Solving my Gachapon frustration: Application of the Euler’s approximation for harmonic sums

This post presents the use of the Euler’s approximation for harmonic sums to solve the capsule toy problem and simulations to verify the formula.
Statistics
Author

Nien Xiang Tou

Published

July 1, 2023

Gachapon, also known as capsule toys, is a super popular toy culture in Japan that started since the 1960s. These small plastic toys are bought from coin-operated vending machines in a lottery-like manner, in which each purchase is a random toy from a pool of selections.

In my recent trip to Tokyo, I was attracted to collect a whole set of gachapon toys on my favorite anime, Attack on Titan (AOT). Unsurprisingly, I got a few duplicates after numerous attempts and failed to collect all eight unique toy characters. Akin to the coupon collector’s problem, this gachapon frustration questions how many toys do I need to buy to draw every toy at least once? This blog post presents the use of Euler’s approximation for harmonic sums to answer this question and simulation using R to verify this formula.

Gachapon Machines in Tokyo. Source: Author

The Gachapon Problem

The gachapon concept works like a lottery or a lucky draw. Typically, each gachapon machine has its own pool of prizes, with illustrations of all possible toys illustrated on the front of the machine. It is common that fans of collectible toys would like to obtain the entire set of them. Hence, this presents an interesting probability question. Given a certain number of possible toys in a machine, how many gachapons on average do you need to buy to collect all the possible toys?

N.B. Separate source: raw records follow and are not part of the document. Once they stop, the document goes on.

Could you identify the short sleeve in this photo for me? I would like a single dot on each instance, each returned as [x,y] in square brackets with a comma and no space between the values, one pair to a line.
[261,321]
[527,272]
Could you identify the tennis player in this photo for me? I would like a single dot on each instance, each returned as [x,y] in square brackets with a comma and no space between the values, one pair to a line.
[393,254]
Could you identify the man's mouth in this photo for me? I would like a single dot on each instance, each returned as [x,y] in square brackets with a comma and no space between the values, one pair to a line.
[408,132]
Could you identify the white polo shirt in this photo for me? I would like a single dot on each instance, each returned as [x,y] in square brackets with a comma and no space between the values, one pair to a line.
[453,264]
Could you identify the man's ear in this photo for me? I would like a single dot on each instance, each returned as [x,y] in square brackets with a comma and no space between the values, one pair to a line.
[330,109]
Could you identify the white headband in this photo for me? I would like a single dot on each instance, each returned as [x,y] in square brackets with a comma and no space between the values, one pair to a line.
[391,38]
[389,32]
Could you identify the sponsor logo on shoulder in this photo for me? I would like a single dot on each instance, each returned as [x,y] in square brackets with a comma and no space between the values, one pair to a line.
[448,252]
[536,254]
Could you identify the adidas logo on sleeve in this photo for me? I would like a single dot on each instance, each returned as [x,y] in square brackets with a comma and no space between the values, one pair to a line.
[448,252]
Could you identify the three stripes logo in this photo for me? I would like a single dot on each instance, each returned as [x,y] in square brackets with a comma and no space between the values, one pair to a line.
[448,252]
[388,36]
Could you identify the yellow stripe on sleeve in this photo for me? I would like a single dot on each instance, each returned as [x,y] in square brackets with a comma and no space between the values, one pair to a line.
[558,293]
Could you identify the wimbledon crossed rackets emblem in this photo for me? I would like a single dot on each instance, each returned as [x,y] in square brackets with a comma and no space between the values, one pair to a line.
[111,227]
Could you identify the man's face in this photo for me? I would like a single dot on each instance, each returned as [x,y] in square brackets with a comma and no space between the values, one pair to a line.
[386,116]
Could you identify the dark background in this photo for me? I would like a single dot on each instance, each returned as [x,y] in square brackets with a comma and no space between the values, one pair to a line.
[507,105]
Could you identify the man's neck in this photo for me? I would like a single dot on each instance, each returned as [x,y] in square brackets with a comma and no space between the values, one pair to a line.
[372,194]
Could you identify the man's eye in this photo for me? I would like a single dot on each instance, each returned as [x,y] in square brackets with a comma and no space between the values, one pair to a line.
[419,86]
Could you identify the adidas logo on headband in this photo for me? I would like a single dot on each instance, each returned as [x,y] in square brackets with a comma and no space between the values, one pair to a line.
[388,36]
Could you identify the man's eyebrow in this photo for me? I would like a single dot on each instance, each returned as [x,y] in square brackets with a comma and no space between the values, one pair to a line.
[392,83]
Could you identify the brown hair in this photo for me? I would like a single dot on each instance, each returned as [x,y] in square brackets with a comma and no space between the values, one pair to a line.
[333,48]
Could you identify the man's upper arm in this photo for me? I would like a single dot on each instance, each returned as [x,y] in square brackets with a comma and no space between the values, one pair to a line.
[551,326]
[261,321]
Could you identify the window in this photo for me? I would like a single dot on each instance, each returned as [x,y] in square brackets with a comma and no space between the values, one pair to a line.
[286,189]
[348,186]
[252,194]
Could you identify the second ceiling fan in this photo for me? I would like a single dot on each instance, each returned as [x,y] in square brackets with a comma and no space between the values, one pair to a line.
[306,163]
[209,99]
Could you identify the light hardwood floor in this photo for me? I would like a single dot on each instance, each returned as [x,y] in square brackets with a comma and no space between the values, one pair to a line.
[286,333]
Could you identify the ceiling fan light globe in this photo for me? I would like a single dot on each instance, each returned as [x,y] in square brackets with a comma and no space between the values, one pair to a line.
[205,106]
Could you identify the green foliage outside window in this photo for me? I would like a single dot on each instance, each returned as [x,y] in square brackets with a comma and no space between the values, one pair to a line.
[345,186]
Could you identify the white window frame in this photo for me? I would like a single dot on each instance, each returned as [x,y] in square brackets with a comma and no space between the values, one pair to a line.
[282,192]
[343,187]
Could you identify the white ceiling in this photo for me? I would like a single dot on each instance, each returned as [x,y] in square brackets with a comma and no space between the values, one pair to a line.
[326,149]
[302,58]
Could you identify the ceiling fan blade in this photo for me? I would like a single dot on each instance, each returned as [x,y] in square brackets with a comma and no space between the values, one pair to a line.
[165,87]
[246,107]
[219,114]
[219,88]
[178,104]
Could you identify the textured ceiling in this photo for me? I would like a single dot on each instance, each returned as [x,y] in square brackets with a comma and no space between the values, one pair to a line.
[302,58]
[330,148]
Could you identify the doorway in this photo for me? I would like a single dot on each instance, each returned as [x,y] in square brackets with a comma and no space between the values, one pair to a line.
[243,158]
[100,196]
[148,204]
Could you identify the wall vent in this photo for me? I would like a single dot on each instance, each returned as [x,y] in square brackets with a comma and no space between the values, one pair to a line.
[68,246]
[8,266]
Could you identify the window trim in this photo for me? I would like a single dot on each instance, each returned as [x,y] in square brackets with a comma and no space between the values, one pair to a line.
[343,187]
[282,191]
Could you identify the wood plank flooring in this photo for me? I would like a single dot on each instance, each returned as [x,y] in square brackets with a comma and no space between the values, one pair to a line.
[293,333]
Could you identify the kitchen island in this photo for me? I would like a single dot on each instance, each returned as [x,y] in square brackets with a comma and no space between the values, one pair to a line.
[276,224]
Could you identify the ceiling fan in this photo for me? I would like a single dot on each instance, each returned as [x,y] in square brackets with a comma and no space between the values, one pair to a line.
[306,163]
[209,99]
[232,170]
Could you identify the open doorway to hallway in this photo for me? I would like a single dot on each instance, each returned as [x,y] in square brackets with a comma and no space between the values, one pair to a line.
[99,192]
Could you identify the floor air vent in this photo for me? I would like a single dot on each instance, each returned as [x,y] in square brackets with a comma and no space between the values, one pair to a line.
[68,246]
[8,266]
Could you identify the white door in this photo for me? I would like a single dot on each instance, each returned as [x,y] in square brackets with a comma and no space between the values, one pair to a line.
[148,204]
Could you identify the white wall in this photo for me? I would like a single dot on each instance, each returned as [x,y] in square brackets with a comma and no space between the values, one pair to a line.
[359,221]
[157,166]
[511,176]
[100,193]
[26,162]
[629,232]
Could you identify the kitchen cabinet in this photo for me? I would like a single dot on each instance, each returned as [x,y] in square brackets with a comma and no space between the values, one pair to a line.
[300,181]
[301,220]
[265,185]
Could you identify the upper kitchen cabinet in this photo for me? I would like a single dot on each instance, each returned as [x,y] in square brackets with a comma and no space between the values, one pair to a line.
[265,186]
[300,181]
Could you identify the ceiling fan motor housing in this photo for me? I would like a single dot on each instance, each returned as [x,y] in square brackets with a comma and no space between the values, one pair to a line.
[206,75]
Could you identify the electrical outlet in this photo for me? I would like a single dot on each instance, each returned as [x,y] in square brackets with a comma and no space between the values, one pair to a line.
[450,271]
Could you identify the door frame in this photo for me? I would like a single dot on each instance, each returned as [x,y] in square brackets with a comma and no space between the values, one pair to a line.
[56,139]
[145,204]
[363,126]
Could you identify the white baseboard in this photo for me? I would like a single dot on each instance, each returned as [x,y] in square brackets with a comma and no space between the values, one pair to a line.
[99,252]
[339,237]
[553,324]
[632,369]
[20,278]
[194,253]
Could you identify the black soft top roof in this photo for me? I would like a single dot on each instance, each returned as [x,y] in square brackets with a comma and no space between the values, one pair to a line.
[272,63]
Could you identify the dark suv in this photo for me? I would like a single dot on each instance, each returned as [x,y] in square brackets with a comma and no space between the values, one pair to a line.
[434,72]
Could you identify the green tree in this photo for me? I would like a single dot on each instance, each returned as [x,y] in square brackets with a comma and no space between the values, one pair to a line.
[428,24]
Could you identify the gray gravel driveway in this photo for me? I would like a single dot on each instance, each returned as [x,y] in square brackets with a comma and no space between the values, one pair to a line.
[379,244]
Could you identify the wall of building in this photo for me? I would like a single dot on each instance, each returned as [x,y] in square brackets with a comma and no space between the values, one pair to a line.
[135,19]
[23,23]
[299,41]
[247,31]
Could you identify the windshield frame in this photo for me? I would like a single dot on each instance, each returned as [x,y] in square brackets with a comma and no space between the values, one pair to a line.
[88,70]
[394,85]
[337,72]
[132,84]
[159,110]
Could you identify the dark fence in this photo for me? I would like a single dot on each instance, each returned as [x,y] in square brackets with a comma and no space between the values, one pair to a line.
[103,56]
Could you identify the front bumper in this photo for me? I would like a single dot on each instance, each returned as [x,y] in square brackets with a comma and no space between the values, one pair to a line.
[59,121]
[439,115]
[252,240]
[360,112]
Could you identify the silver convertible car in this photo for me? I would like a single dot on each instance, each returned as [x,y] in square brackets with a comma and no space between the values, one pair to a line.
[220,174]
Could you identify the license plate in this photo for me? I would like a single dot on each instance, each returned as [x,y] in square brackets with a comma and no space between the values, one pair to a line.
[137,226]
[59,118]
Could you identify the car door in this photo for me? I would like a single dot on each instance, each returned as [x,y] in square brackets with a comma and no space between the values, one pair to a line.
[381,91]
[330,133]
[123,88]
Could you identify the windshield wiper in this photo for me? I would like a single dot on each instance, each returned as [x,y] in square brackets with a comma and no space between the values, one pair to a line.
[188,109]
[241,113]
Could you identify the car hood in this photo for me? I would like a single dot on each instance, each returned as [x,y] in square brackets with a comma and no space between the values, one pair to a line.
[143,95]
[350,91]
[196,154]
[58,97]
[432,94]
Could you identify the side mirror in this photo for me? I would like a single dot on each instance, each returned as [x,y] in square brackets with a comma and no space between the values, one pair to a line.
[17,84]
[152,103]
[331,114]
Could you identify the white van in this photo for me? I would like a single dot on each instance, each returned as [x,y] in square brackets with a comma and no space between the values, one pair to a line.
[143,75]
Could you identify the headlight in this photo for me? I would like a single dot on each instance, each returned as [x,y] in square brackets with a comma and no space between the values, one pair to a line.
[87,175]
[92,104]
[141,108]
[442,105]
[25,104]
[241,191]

Mathematically, this is referred to as the expected value of the number of gachapons to get all possible toys. Let me illustrate this calculation using my experience of playing a gachapon machine with 8 possible toys as an example.

\[ P_{i} = \frac{N - i}{N} \]

First, the probability of collecting a new toy, Pi , is determined using the simple formula above, in which N refers to the total number of possible toys and i represents the number of toys collected. In this example, N equals 8 since we have eight possible toys to collect. With our first gachapon purchase, we are guaranteed to get a new toy. However, with the second gachapon, the probability of getting a new toy would be \(\frac{8 - 1}{8}\) = \(\frac{7}{8}\). The expected value can be computed using its reciprocal, \(\frac{1}{P~i~}\) , which can also be written as \(\frac{N}{N - i}\). Thus, after getting the first toy, the expected number of gachapons to get the second new toy is \(\frac{8}{7}\). Logically, this number increases with each new toy collected as the probability of getting a new toy decreases.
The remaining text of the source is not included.